# Entering Canada on an air mattress



## ResistMuchObeyLittle (Nov 22, 2018)

Just when you think you've heard it all someone comes along and does something new. Lol 


https://www.cbc.ca/news/canada/new-brunswick/alien-enters-canada-on-air-mattress-1.3755079


----------



## Deleted member 125 (Nov 22, 2018)

thank god, i know ill sleep better knowing the air mattress mischief maker is off the streets.


----------



## Ani mal (Nov 22, 2018)

ResistMuchObeyLittle said:


> Just when you think you've heard it all someone comes along and does something new. Lol
> 
> 
> https://www.cbc.ca/news/canada/new-brunswick/alien-enters-canada-on-air-mattress-1.3755079


Talk about huck as fuck fin!


ResistMuchObeyLittle said:


> Just when you think you've heard it all someone comes along and does something new. Lol
> 
> 
> https://www.cbc.ca/news/canada/new-brunswick/alien-enters-canada-on-air-mattress-1.3755079


Well thats huck as fuck fin right there! Kinda bad ass


----------



## Ani mal (Nov 22, 2018)

Ani mal said:


> Talk about huck as fuck fin!
> 
> Well thats huck as fuck fin right there!

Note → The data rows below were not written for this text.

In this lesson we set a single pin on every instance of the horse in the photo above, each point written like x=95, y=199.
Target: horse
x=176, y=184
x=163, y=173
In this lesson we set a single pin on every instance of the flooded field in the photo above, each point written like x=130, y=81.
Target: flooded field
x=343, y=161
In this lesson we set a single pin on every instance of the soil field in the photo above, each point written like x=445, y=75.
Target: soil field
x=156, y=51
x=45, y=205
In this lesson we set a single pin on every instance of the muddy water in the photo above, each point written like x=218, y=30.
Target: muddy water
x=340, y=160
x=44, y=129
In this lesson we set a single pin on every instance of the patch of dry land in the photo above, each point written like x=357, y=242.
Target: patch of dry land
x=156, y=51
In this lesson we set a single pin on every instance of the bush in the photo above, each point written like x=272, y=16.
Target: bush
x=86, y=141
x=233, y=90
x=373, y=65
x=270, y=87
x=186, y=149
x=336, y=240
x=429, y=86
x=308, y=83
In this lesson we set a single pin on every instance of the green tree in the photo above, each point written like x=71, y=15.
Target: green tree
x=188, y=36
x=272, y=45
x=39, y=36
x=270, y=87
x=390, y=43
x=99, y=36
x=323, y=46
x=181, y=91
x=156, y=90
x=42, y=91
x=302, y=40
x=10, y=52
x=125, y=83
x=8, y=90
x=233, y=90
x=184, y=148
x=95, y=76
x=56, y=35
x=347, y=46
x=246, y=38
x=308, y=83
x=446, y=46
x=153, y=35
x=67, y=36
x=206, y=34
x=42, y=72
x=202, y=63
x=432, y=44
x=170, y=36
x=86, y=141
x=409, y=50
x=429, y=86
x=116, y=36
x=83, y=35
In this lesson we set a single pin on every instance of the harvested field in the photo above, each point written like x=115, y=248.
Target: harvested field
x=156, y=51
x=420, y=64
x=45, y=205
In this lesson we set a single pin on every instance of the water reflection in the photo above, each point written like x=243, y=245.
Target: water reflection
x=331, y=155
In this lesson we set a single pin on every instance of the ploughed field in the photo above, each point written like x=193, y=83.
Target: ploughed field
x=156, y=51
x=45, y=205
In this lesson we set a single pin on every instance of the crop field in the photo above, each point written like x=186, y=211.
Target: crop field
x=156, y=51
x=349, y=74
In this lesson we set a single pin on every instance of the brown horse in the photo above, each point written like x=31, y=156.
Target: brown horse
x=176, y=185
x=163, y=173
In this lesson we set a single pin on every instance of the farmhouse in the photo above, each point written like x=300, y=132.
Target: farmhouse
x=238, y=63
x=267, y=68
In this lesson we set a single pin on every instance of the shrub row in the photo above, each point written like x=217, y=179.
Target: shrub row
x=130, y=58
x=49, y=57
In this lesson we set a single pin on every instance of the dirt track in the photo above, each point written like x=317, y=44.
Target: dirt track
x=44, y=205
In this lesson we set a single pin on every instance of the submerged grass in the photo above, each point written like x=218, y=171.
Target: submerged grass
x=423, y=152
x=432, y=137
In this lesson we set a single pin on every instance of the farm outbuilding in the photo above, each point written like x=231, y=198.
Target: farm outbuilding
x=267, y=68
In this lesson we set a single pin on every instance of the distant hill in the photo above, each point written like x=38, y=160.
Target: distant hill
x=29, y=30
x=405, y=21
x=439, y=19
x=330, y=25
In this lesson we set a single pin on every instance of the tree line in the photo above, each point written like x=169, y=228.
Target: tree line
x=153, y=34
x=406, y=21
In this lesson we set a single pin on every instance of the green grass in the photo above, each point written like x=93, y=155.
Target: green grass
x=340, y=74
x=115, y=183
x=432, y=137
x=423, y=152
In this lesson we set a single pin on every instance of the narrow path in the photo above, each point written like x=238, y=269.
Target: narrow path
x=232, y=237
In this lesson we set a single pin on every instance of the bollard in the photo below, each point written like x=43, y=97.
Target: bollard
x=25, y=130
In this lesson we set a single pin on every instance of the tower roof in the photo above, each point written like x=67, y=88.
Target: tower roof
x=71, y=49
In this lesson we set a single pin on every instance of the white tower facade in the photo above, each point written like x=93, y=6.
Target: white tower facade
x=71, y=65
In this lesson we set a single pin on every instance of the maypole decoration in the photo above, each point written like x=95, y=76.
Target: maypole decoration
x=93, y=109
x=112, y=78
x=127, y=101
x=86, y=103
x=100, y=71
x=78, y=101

Kinda bad ass


Why did this double post my comment?


----------



## Deleted member 8978 (Nov 22, 2018)

If Canada won't allow Brave Dave into their nation, don't think they will even accept a floater!


----------



## Drengor (Nov 22, 2018)

Dude tried to float across right on a main street... Could have just walked an extra hour south and might have gotten away with it!


----------



## Billy Cougar White (Nov 23, 2018)

makes you wonder how many people try this and get away with it....


----------



## happythoughts123 (Nov 24, 2018)

I'm surprised he got two months in jail.


----------